I was proud to see the SoS, on Monday, and Obama, yesterday speak out on climate change and to try to lead the world - even when our own Congress can't be led - to take action.
On the Middle East, it has been amazing to see that inch by inch, they are having success. While things are still incredibly grave, the steps taken have not been insignificant and were necessary as building blocks. I am not speaking ofthe air strikes or military itself, but their careful leadership. From actually getting Afghanistan to recognize a new government, to getting Iraq to create a new government which is speaking of being inclusive, to getting Arab countries to really commit and join a coalition against ISIL, they have done things the media scoffed at as impossible when Obama first spoke of them. (That Kerry quietly led on all three is obviously noticed by his peers and his boss.)
I don't think that things will always go smoothly in this mess. However, I think the pundits who argue that there is no plan are either intentionally ignoring the steps that Obama said he wanted to happen or their own biases are making them distort a plan they would not have chosen as no plan. Personally, I see a broader, clearer plan here than in Bush's spreading democracy fiction they eagerly praised. The difference is that it empowers the countries in the area to work together for their own good.

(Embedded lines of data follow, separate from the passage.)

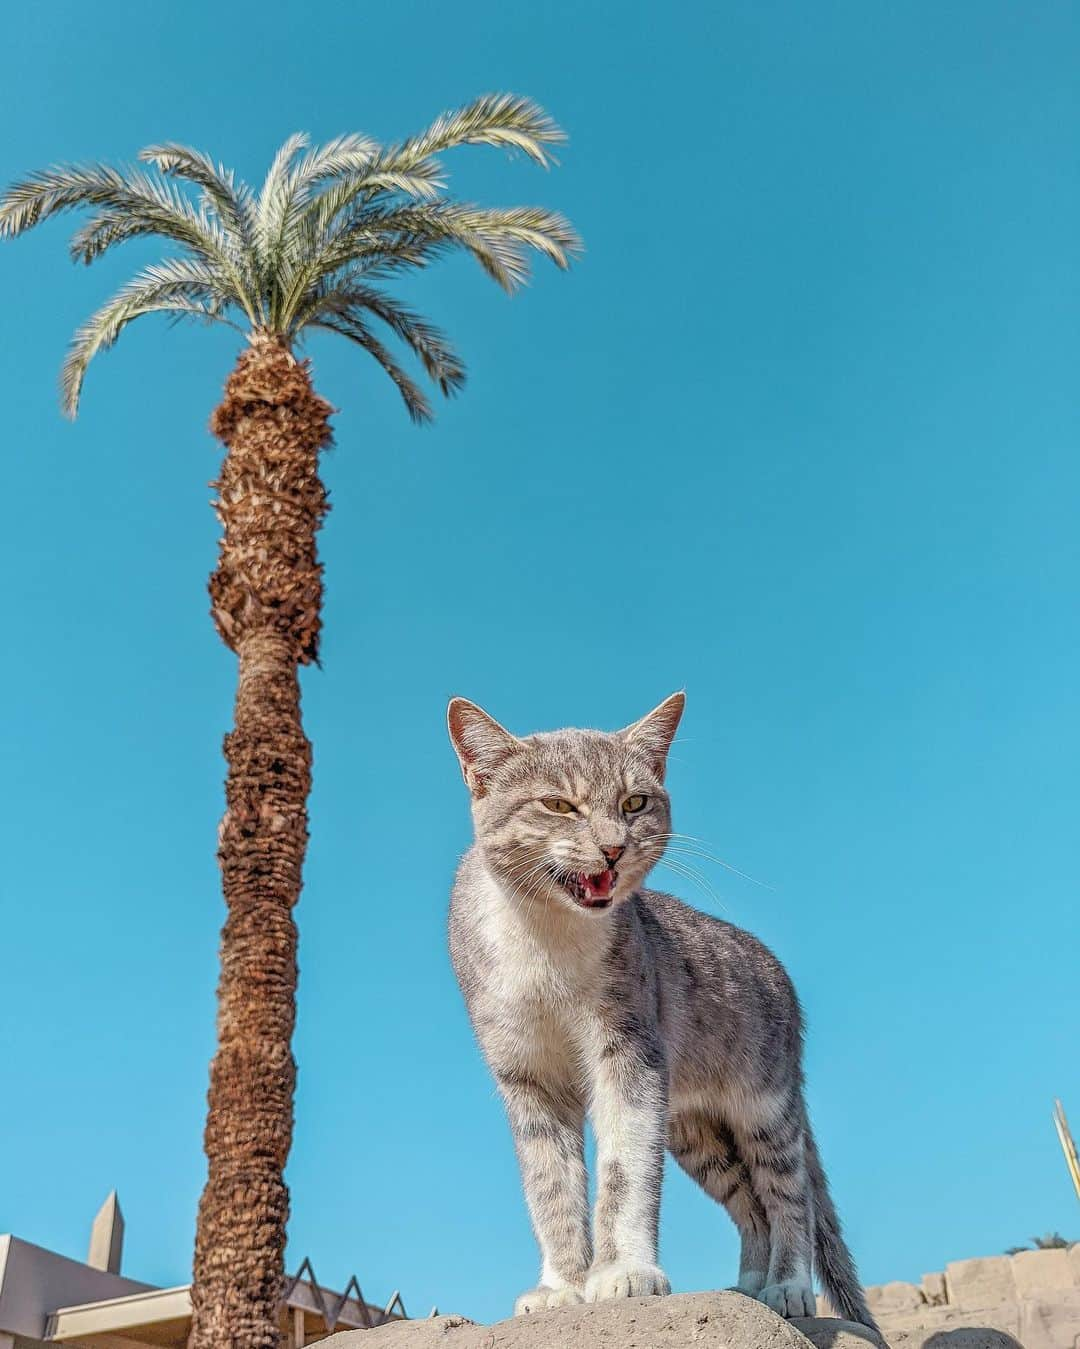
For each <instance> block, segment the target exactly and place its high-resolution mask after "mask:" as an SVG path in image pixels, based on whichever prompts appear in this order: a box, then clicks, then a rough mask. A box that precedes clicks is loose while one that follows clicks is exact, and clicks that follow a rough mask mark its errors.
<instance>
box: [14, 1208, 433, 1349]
mask: <svg viewBox="0 0 1080 1349" xmlns="http://www.w3.org/2000/svg"><path fill="white" fill-rule="evenodd" d="M111 1203H112V1207H109V1205H111ZM107 1207H109V1214H115V1215H116V1219H117V1221H120V1222H121V1221H123V1219H120V1218H119V1213H120V1209H119V1205H117V1203H116V1202H115V1197H111V1199H109V1201H107ZM102 1213H105V1209H102ZM100 1217H101V1214H98V1218H100ZM116 1230H117V1229H116V1228H112V1229H109V1232H108V1233H107V1234H105V1236H104V1237H102V1232H101V1229H100V1225H96V1229H94V1237H93V1238H92V1244H90V1259H98V1260H100V1261H101V1263H104V1264H111V1265H112V1267H113V1268H112V1269H108V1268H104V1269H102V1268H94V1265H93V1264H89V1263H86V1264H84V1263H82V1261H80V1260H70V1259H69V1257H67V1256H61V1255H58V1253H57V1252H55V1251H46V1249H44V1248H43V1246H35V1245H34V1244H32V1242H30V1241H23V1240H22V1238H19V1237H13V1236H9V1234H8V1236H0V1349H12V1346H13V1349H36V1346H39V1345H40V1346H44V1345H50V1344H70V1345H78V1346H92V1345H93V1346H98V1349H115V1346H116V1345H119V1344H123V1345H124V1346H125V1349H138V1346H147V1349H154V1346H167V1349H183V1346H185V1345H186V1342H187V1333H189V1330H190V1323H191V1290H190V1286H189V1284H183V1286H181V1287H177V1288H156V1287H154V1286H152V1284H148V1283H139V1282H138V1280H135V1279H125V1278H124V1276H121V1275H120V1273H119V1265H120V1242H121V1240H123V1230H121V1229H120V1230H119V1236H116V1237H115V1240H113V1236H115V1233H116ZM403 1319H406V1310H404V1304H403V1303H402V1299H400V1295H399V1294H396V1292H395V1294H394V1295H392V1296H391V1299H390V1302H388V1303H387V1304H386V1307H378V1306H375V1304H373V1303H369V1302H367V1299H365V1298H364V1295H363V1292H361V1291H360V1284H359V1283H357V1282H356V1276H353V1278H352V1279H349V1282H348V1284H347V1286H345V1291H344V1292H332V1291H329V1290H326V1288H322V1287H321V1286H320V1283H318V1280H317V1279H316V1272H314V1269H313V1268H311V1263H310V1261H309V1260H303V1261H302V1264H301V1267H299V1269H298V1271H297V1273H295V1275H294V1276H293V1278H291V1279H289V1280H287V1282H286V1296H284V1302H283V1304H282V1329H283V1330H284V1331H287V1333H289V1338H290V1341H291V1344H294V1345H303V1344H307V1342H310V1341H314V1340H321V1338H322V1337H324V1336H328V1334H330V1333H332V1331H333V1330H351V1329H360V1327H371V1326H379V1325H384V1323H386V1322H387V1321H403Z"/></svg>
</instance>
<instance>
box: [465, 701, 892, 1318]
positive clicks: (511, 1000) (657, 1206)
mask: <svg viewBox="0 0 1080 1349" xmlns="http://www.w3.org/2000/svg"><path fill="white" fill-rule="evenodd" d="M681 712H682V695H674V696H673V697H671V699H667V700H666V701H665V703H662V704H661V707H658V708H657V710H655V711H654V712H651V714H649V716H646V718H643V719H642V720H640V722H638V723H635V724H634V726H631V727H627V728H626V730H624V731H619V733H615V734H605V733H600V731H576V730H569V731H556V733H550V734H543V735H530V737H527V738H524V739H519V738H516V737H514V735H511V734H510V733H508V731H506V730H504V728H503V727H502V726H499V724H498V723H496V722H493V720H492V719H491V718H489V716H488V715H487V714H485V712H483V711H481V710H480V708H477V707H476V706H475V704H471V703H465V701H464V700H462V699H456V700H454V701H453V703H452V704H450V714H449V722H450V737H452V741H453V743H454V749H456V750H457V754H458V758H460V762H461V769H462V774H464V777H465V781H467V784H468V786H469V791H471V795H472V807H473V822H475V827H476V843H475V844H473V847H472V849H471V850H469V851H468V853H467V854H465V857H464V859H462V862H461V866H460V869H458V873H457V880H456V884H454V888H453V897H452V904H450V955H452V959H453V965H454V971H456V974H457V978H458V982H460V985H461V990H462V993H464V997H465V1002H467V1006H468V1010H469V1016H471V1018H472V1024H473V1027H475V1031H476V1035H477V1039H479V1041H480V1047H481V1050H483V1052H484V1056H485V1058H487V1062H488V1064H489V1066H491V1070H492V1074H493V1077H495V1081H496V1083H498V1087H499V1091H500V1093H502V1097H503V1099H504V1102H506V1109H507V1114H508V1117H510V1126H511V1130H512V1135H514V1143H515V1147H516V1151H518V1157H519V1163H520V1170H522V1179H523V1186H524V1194H526V1201H527V1205H529V1211H530V1217H531V1219H533V1226H534V1229H535V1233H537V1238H538V1242H539V1248H541V1278H539V1283H538V1286H537V1287H535V1288H533V1290H530V1291H529V1292H526V1294H522V1296H520V1298H519V1299H518V1303H516V1311H518V1313H524V1311H533V1310H538V1309H542V1307H550V1306H558V1304H561V1303H566V1302H580V1300H599V1299H604V1298H619V1296H635V1295H647V1294H665V1292H667V1291H669V1283H667V1279H666V1276H665V1273H663V1271H662V1269H661V1268H659V1265H658V1255H657V1238H658V1218H659V1197H661V1179H662V1172H663V1156H665V1148H667V1149H670V1152H671V1155H673V1156H674V1159H676V1161H677V1163H678V1164H680V1166H681V1167H682V1168H684V1170H685V1171H686V1172H688V1174H689V1175H690V1176H693V1179H694V1180H697V1183H698V1184H700V1186H701V1187H702V1188H704V1190H705V1193H707V1194H709V1195H711V1197H712V1198H713V1199H716V1201H717V1203H721V1205H724V1206H725V1207H727V1210H728V1213H729V1214H731V1217H732V1219H733V1221H735V1224H736V1226H738V1229H739V1233H740V1237H742V1256H740V1263H739V1279H738V1284H736V1287H738V1288H739V1290H742V1291H743V1292H746V1294H748V1295H751V1296H755V1298H759V1299H760V1300H762V1302H764V1303H766V1304H767V1306H770V1307H773V1309H774V1310H775V1311H778V1313H781V1314H782V1315H786V1317H801V1315H813V1314H814V1296H813V1291H812V1273H813V1269H814V1265H816V1268H817V1272H818V1276H820V1279H821V1282H822V1284H824V1287H825V1291H827V1292H828V1295H829V1298H831V1299H832V1302H833V1303H835V1304H836V1307H837V1310H840V1311H841V1313H843V1314H844V1315H847V1317H848V1318H849V1319H853V1321H860V1322H863V1323H864V1325H867V1326H872V1325H874V1321H872V1317H871V1315H870V1313H868V1310H867V1307H866V1302H864V1299H863V1294H862V1290H860V1287H859V1280H858V1276H856V1272H855V1267H853V1263H852V1259H851V1255H849V1252H848V1249H847V1246H845V1244H844V1240H843V1237H841V1233H840V1225H839V1221H837V1217H836V1210H835V1209H833V1205H832V1201H831V1198H829V1193H828V1186H827V1182H825V1175H824V1171H822V1168H821V1163H820V1159H818V1155H817V1149H816V1147H814V1141H813V1136H812V1133H810V1126H809V1121H808V1116H806V1105H805V1098H804V1090H802V1067H801V1058H802V1017H801V1013H800V1006H798V1000H797V997H796V993H794V989H793V987H791V982H790V979H789V978H787V974H786V973H785V970H783V967H782V966H781V963H779V962H778V960H777V958H775V956H774V955H773V954H771V952H770V951H769V950H766V947H764V946H762V943H760V942H758V940H756V939H755V938H754V936H751V935H750V934H748V932H744V931H742V929H740V928H736V927H732V925H731V924H729V923H723V921H720V920H717V919H713V917H709V916H707V915H704V913H698V912H697V911H696V909H692V908H689V907H688V905H685V904H682V902H681V901H680V900H677V898H674V897H671V896H669V894H662V893H658V892H655V890H647V889H643V881H644V878H646V876H647V873H649V870H650V869H651V867H653V866H654V865H655V862H657V861H659V858H661V855H662V854H663V851H665V846H666V843H667V839H669V834H670V827H671V824H670V801H669V797H667V793H666V791H665V786H663V772H665V759H666V754H667V747H669V745H670V742H671V738H673V737H674V733H676V727H677V724H678V719H680V716H681ZM639 796H644V797H647V804H646V807H644V808H642V809H639V811H636V812H635V813H627V812H626V809H624V808H623V807H624V803H627V801H628V800H630V801H631V803H632V804H636V801H634V797H639ZM551 797H558V799H560V800H565V801H569V803H570V804H572V807H573V811H572V812H570V813H565V815H564V813H554V812H553V809H550V808H546V807H545V805H543V804H542V803H543V801H545V799H547V800H550V799H551ZM616 849H622V850H623V851H622V854H620V855H619V858H618V862H616V880H615V885H613V889H612V902H611V905H609V907H608V908H603V909H596V908H582V907H581V905H580V902H578V901H576V898H574V897H573V894H572V893H570V892H568V888H566V885H565V884H564V882H562V880H561V877H564V876H565V874H566V873H584V874H588V876H592V874H595V873H600V871H601V870H603V869H604V867H605V865H607V862H605V857H611V855H613V850H616ZM604 850H605V851H604ZM587 1120H588V1121H591V1124H592V1128H593V1132H595V1136H596V1167H597V1197H596V1206H595V1211H593V1213H592V1218H591V1214H589V1207H588V1179H587V1174H585V1161H584V1144H582V1132H584V1125H585V1121H587Z"/></svg>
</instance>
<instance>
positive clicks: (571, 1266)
mask: <svg viewBox="0 0 1080 1349" xmlns="http://www.w3.org/2000/svg"><path fill="white" fill-rule="evenodd" d="M495 1077H496V1081H498V1083H499V1090H500V1091H502V1095H503V1099H504V1102H506V1108H507V1114H508V1116H510V1128H511V1132H512V1135H514V1147H515V1148H516V1152H518V1163H519V1166H520V1170H522V1184H523V1187H524V1198H526V1203H527V1205H529V1214H530V1217H531V1219H533V1230H534V1232H535V1234H537V1241H538V1242H539V1248H541V1260H542V1264H541V1279H539V1284H538V1286H537V1287H535V1288H530V1290H529V1291H527V1292H523V1294H522V1295H520V1296H519V1298H518V1300H516V1302H515V1304H514V1314H515V1315H522V1314H523V1313H529V1311H542V1310H545V1309H546V1307H562V1306H566V1304H568V1303H572V1302H581V1300H582V1298H584V1290H585V1275H587V1272H588V1268H589V1264H591V1261H592V1241H591V1237H589V1198H588V1194H589V1190H588V1175H587V1172H585V1141H584V1125H585V1108H584V1103H582V1102H581V1101H580V1099H578V1098H577V1097H576V1094H574V1093H573V1091H572V1090H569V1089H565V1087H561V1086H558V1085H550V1083H542V1082H539V1081H538V1079H537V1078H534V1077H531V1075H530V1074H529V1072H526V1071H522V1070H519V1068H515V1070H504V1071H496V1074H495Z"/></svg>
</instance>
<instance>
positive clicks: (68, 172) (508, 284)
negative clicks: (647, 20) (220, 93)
mask: <svg viewBox="0 0 1080 1349" xmlns="http://www.w3.org/2000/svg"><path fill="white" fill-rule="evenodd" d="M564 139H565V138H564V134H562V131H561V130H560V128H558V127H557V125H556V123H554V121H553V120H551V117H549V116H547V113H546V112H543V109H542V108H539V107H538V105H537V104H534V103H531V101H530V100H527V98H520V97H518V96H514V94H485V96H484V97H483V98H477V100H475V101H473V103H471V104H468V105H467V107H464V108H460V109H458V111H457V112H448V113H444V115H442V116H441V117H437V119H436V121H434V123H433V124H431V125H430V127H427V130H426V131H423V132H421V135H418V136H411V138H409V139H407V140H402V142H399V143H396V144H391V146H388V147H380V146H379V144H378V143H376V142H373V140H372V139H369V138H368V136H363V135H357V134H352V135H342V136H337V138H334V139H332V140H328V142H326V143H325V144H322V146H316V147H310V146H309V139H307V136H306V135H302V134H297V135H293V136H290V138H289V139H287V140H286V142H284V144H283V146H282V147H280V148H279V150H278V152H276V155H275V156H274V162H272V163H271V166H270V171H268V173H267V175H266V179H264V182H263V185H262V188H260V190H259V193H258V194H253V193H252V190H251V189H249V188H248V186H247V185H245V183H244V182H241V181H239V179H237V178H236V177H235V175H233V173H232V171H231V170H228V169H225V167H222V166H221V165H220V163H217V162H216V161H213V159H212V158H210V156H209V155H206V154H204V152H202V151H200V150H193V148H190V147H187V146H182V144H178V143H174V142H160V143H155V144H151V146H147V147H146V148H143V150H142V151H140V154H139V159H140V163H142V165H144V166H147V169H143V167H140V166H120V167H111V166H107V165H96V163H92V165H58V166H53V167H50V169H46V170H43V171H40V173H36V174H31V175H30V177H28V178H24V179H23V181H22V182H16V183H15V185H13V186H11V188H9V189H8V190H7V192H5V193H3V196H0V237H5V236H7V237H13V236H16V235H20V233H23V232H24V231H27V229H31V228H32V227H34V225H36V224H40V223H42V221H44V220H49V219H50V217H51V216H55V214H59V213H63V212H67V210H73V209H77V208H89V210H88V216H86V219H85V220H84V221H81V224H80V227H78V228H77V229H76V232H74V235H73V237H71V243H70V251H71V256H73V258H74V259H76V260H78V262H84V263H89V262H93V260H94V259H97V258H100V256H101V255H102V254H105V252H108V250H111V248H113V247H116V246H119V244H121V243H124V241H127V240H131V239H138V237H142V236H150V235H158V236H160V237H163V239H167V240H170V241H171V243H173V244H175V246H178V251H179V254H181V256H178V258H174V259H169V260H166V262H163V263H160V264H158V266H156V267H150V268H146V270H144V271H143V272H140V274H139V275H138V277H136V278H135V279H133V281H132V282H131V283H129V285H128V286H125V287H124V289H123V290H121V291H120V293H119V294H117V295H115V297H113V299H111V301H109V302H108V304H107V305H105V306H104V308H102V309H100V310H98V312H97V313H96V314H94V316H93V317H92V318H90V320H89V321H88V322H86V324H85V325H84V326H82V328H81V329H80V331H78V333H77V335H76V339H74V343H73V345H71V349H70V352H69V356H67V360H66V363H65V367H63V380H62V382H63V402H65V409H66V410H67V411H69V413H70V414H74V410H76V407H77V405H78V398H80V393H81V387H82V379H84V376H85V371H86V367H88V364H89V362H90V360H92V359H93V356H94V355H96V353H97V352H98V351H101V349H104V348H107V347H111V345H112V344H113V343H115V341H116V339H117V336H119V333H120V332H121V331H123V328H124V326H127V324H128V322H131V321H132V320H133V318H136V317H140V316H142V314H144V313H154V312H158V310H163V312H169V313H171V314H173V316H174V317H179V318H185V317H200V318H205V320H212V321H227V322H228V321H229V320H227V318H225V314H227V313H228V312H229V310H231V309H232V308H236V309H239V310H241V312H243V314H244V316H245V317H247V320H248V322H249V324H251V326H252V328H253V329H256V331H260V332H266V333H274V335H278V336H279V337H282V339H284V340H286V341H295V340H299V339H302V336H303V332H305V329H307V328H326V329H329V331H332V332H336V333H338V335H341V336H344V337H347V339H348V340H349V341H352V343H355V344H357V345H359V347H361V348H363V349H364V351H367V352H368V353H369V355H371V356H373V359H375V360H378V362H379V363H380V364H382V366H383V368H384V370H386V371H387V374H388V375H390V378H391V379H392V380H394V383H395V384H396V387H398V390H399V391H400V394H402V398H403V399H404V403H406V406H407V407H409V411H410V415H411V417H413V418H414V420H415V421H427V420H430V417H431V409H430V406H429V403H427V401H426V398H425V395H423V393H422V391H421V390H419V389H418V387H417V384H415V383H414V382H413V380H411V379H410V376H409V375H407V374H406V372H404V371H403V370H402V368H400V366H399V364H398V363H396V360H395V359H394V356H392V355H391V353H390V352H388V351H387V349H386V347H383V345H382V343H380V341H379V340H378V339H376V337H375V335H373V333H372V331H371V325H369V320H372V318H375V320H379V322H382V324H384V325H386V326H388V328H390V331H391V332H392V333H394V335H395V337H398V339H399V340H400V341H402V343H404V344H406V345H407V347H409V348H410V351H411V352H413V353H414V355H415V356H417V359H418V360H419V362H421V364H422V366H423V370H425V372H426V374H427V376H429V378H430V379H431V380H433V382H434V383H436V386H437V387H438V389H440V390H441V393H442V394H444V395H450V394H453V393H456V391H457V390H458V389H460V387H461V386H462V383H464V380H465V367H464V363H462V362H461V359H460V357H458V355H457V353H456V352H454V351H453V348H452V345H450V344H449V341H448V339H446V336H445V335H444V333H442V332H441V331H440V329H438V328H436V326H433V325H431V324H429V322H427V321H426V320H425V318H423V317H422V316H419V314H417V313H414V312H413V310H411V309H409V308H407V306H404V305H402V304H399V302H398V301H396V299H394V297H392V295H388V294H387V293H386V291H383V290H380V289H378V287H375V286H373V285H372V282H375V281H380V279H386V278H388V277H396V275H400V274H402V272H404V271H410V270H419V268H422V267H426V266H429V263H431V262H434V260H437V259H440V258H442V256H445V255H446V254H450V252H457V251H464V252H467V254H468V255H471V256H472V258H473V259H475V260H476V262H477V263H479V266H480V267H481V268H483V270H484V272H485V274H487V275H488V277H491V278H492V279H493V281H496V282H498V283H499V285H500V286H502V287H503V289H504V290H507V291H514V290H516V289H518V287H519V286H522V285H523V283H524V282H526V281H527V279H529V275H530V259H531V255H533V254H539V255H541V256H545V258H547V259H549V260H550V262H553V263H554V264H556V266H557V267H566V266H568V264H569V262H570V259H572V258H573V256H574V254H576V252H577V251H578V248H580V247H581V241H580V239H578V237H577V235H576V233H574V231H573V228H572V225H570V224H569V221H566V220H565V217H562V216H560V214H558V213H556V212H553V210H547V209H545V208H539V206H515V208H488V206H480V205H475V204H471V202H461V201H456V200H453V198H452V197H448V196H446V194H445V192H446V178H445V174H444V170H442V165H441V161H440V158H438V156H440V155H441V152H442V151H445V150H450V148H453V147H456V146H462V144H487V146H496V147H498V146H502V147H504V148H508V150H511V151H520V152H522V154H524V155H527V156H529V158H530V159H533V161H534V162H535V163H539V165H542V166H545V167H546V166H549V165H550V163H553V162H554V159H553V155H551V146H554V144H558V143H560V142H561V140H564ZM233 326H236V325H233Z"/></svg>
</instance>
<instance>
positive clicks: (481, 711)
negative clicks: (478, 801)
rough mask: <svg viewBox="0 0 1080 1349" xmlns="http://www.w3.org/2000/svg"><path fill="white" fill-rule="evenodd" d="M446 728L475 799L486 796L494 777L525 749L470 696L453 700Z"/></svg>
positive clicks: (454, 698) (447, 715)
mask: <svg viewBox="0 0 1080 1349" xmlns="http://www.w3.org/2000/svg"><path fill="white" fill-rule="evenodd" d="M446 726H448V728H449V731H450V743H452V745H453V747H454V751H456V754H457V758H458V762H460V764H461V776H462V777H464V778H465V786H468V789H469V791H471V792H472V795H473V796H483V795H484V792H485V791H487V781H488V778H489V777H491V774H492V773H493V772H495V770H496V769H498V768H499V765H500V764H504V762H506V759H508V758H510V755H511V754H512V753H514V751H515V750H519V749H520V747H522V742H520V741H519V739H518V737H516V735H511V734H510V731H508V730H507V728H506V727H504V726H499V723H498V722H496V720H495V718H493V716H488V714H487V712H485V711H484V708H483V707H477V706H476V703H471V701H469V700H468V699H467V697H452V699H450V706H449V707H448V708H446Z"/></svg>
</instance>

On the left, people are still so traumatized by the Bush years that Obama has inherited the lack of trust that Bush worked hard to earn. In some ways, I fault them as much as the right, who respond just out of hate of Obama and because they really do believe that Bush was right. The thing that bothers me the most is that most have no ability to admit that they could have been wrong even in the slightest way. This leads to them claiming credit for the Syrian CW deal (because they were against striking) or giving it to Putin, because Obama, in their view, was not pure enough here to deserve it.
But ultimately, it may be that the rest of the world may credit them long before the fractured US media does - especially as it will soon turn to just covering 2016 politics. It may be history that will note that Obama's administration's actions on the Middle East have been incredibly thoughtful and have actually done one thing that no one really has given them credit for -- actually leading and having other follow, because they were won over by the logic of doing so.
Meanwhile our media was more focused on the silly semantics battle of is it "war" or "counter terrorism". In reality, the word doesn't matter. What it seems to me is that Obama, in his West Point speech and his actions on this, is closer to what Kerry proposed as the best response to terrorism in 2004 than to the Bush actions that the media is comparing this to.